You may assume that the input string is always valid; No extra white spaces, square brackets are well-formed, etc.
Furthermore, you may assume that the original data does not contain any digits and that digits are only for those repeat numbers, k.

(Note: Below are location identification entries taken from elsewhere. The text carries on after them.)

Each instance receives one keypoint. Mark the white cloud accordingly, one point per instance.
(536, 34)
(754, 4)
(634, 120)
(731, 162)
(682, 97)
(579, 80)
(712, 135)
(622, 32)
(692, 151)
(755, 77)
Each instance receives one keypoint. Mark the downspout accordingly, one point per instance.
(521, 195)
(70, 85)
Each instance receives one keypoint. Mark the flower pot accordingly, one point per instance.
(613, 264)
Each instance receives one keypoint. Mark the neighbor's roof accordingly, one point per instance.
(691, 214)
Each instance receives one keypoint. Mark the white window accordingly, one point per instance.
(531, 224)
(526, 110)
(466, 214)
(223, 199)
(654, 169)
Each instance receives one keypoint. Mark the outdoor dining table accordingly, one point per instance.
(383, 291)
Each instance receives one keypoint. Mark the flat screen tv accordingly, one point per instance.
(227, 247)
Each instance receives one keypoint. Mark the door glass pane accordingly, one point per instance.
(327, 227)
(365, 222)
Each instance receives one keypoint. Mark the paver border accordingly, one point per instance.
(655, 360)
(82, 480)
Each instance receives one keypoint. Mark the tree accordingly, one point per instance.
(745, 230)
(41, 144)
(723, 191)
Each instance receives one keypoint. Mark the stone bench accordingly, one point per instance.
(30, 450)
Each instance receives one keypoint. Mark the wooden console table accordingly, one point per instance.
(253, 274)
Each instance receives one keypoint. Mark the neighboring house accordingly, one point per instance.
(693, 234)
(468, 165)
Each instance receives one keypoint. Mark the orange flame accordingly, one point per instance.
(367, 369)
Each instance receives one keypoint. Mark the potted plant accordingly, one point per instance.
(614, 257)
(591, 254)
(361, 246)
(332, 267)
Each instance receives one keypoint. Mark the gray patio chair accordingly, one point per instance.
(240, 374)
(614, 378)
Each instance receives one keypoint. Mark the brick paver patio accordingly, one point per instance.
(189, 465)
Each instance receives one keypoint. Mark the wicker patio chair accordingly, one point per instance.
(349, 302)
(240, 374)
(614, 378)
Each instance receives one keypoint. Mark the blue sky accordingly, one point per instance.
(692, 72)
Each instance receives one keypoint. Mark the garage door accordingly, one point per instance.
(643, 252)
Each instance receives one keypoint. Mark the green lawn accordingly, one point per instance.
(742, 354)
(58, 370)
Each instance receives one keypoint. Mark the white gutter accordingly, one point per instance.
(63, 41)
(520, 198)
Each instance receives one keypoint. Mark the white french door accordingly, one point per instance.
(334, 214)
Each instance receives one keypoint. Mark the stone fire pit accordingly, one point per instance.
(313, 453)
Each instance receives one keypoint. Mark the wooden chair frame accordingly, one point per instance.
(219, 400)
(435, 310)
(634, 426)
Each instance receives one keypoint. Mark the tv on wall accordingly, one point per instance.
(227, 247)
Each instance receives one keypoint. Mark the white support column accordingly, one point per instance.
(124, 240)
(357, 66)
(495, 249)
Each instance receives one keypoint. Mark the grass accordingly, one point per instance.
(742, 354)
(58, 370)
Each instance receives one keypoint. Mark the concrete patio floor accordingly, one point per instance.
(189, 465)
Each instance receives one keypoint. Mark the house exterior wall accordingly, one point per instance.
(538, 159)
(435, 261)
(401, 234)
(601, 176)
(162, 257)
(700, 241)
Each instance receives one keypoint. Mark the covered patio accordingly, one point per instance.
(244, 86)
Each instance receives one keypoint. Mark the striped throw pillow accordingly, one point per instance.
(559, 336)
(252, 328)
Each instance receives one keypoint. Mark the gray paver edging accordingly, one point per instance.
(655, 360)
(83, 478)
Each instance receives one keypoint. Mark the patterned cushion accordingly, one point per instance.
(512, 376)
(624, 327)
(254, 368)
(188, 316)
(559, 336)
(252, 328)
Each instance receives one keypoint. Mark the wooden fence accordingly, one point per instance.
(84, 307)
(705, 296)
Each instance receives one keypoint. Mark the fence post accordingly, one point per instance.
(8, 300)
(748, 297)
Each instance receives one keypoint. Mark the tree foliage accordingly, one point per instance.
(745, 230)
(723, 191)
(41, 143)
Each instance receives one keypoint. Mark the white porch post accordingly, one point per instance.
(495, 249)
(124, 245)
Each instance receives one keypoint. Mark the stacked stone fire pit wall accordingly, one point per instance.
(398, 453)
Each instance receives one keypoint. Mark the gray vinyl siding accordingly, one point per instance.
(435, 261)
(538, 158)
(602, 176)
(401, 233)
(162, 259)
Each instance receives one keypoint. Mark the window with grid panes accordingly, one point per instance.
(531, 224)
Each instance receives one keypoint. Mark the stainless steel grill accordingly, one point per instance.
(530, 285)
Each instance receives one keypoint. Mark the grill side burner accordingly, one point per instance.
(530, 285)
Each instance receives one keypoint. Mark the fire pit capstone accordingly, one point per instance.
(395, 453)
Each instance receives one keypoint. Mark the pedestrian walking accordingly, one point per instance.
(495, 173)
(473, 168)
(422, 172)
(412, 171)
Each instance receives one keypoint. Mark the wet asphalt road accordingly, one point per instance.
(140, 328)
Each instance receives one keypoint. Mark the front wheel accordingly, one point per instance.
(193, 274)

For example, there won't be input like 3a or 2[4].
Examples:
s = "3[a]2[bc]", return "aaabcbc".
s = "3[a2[c]]", return "accaccacc".
s = "2[abc]3[cd]ef", return "abcabccdcdcdef".
Answer:
//不用stack的递归实现
class Solution {
public:
string decoding(const string& s, int& i) {
string res;
while (i < s.length() && s[i] != ']') {
if (!isdigit(s[i]))
res += s[i++];
else {
int n = 0;
while (i < s.length() && isdigit(s[i]))
n = n * 10 + s[i++] - '0';
i++; // '['
string t = decoding(s, i);
i++; // ']'
while (n-- > 0)
res += t;
}
}
return res;
}
string decodeString(string s) {
int i = 0;
return decoding(s, i);
}
};
//使用stack,但是运行速度很慢
class Solution {
public:
string decodeString(string s) {
string res = "";
stack<int> num;
stack<string> alphaString;
int n = 0;
for(auto c : s)
{
if(isdigit(c)) n = n * 10 + (c - '0'); //检测到数字
else if(c == '['){ //检测到‘[’,把数字推入num,n归零
num.push(n);
n = 0;
alphaString.push(res);
res = "";
}
else if(isalpha(c)) res.push_back(c); //检测到字母,在遇到下一个']'之前都加入到res
else{ //检测到']'
string tmp = res;
for(int i= 0; i < num.top() - 1; ++i) res += tmp;
res = alphaString.top() + res;
num.pop();
alphaString.pop();
}
}
return res;
}
};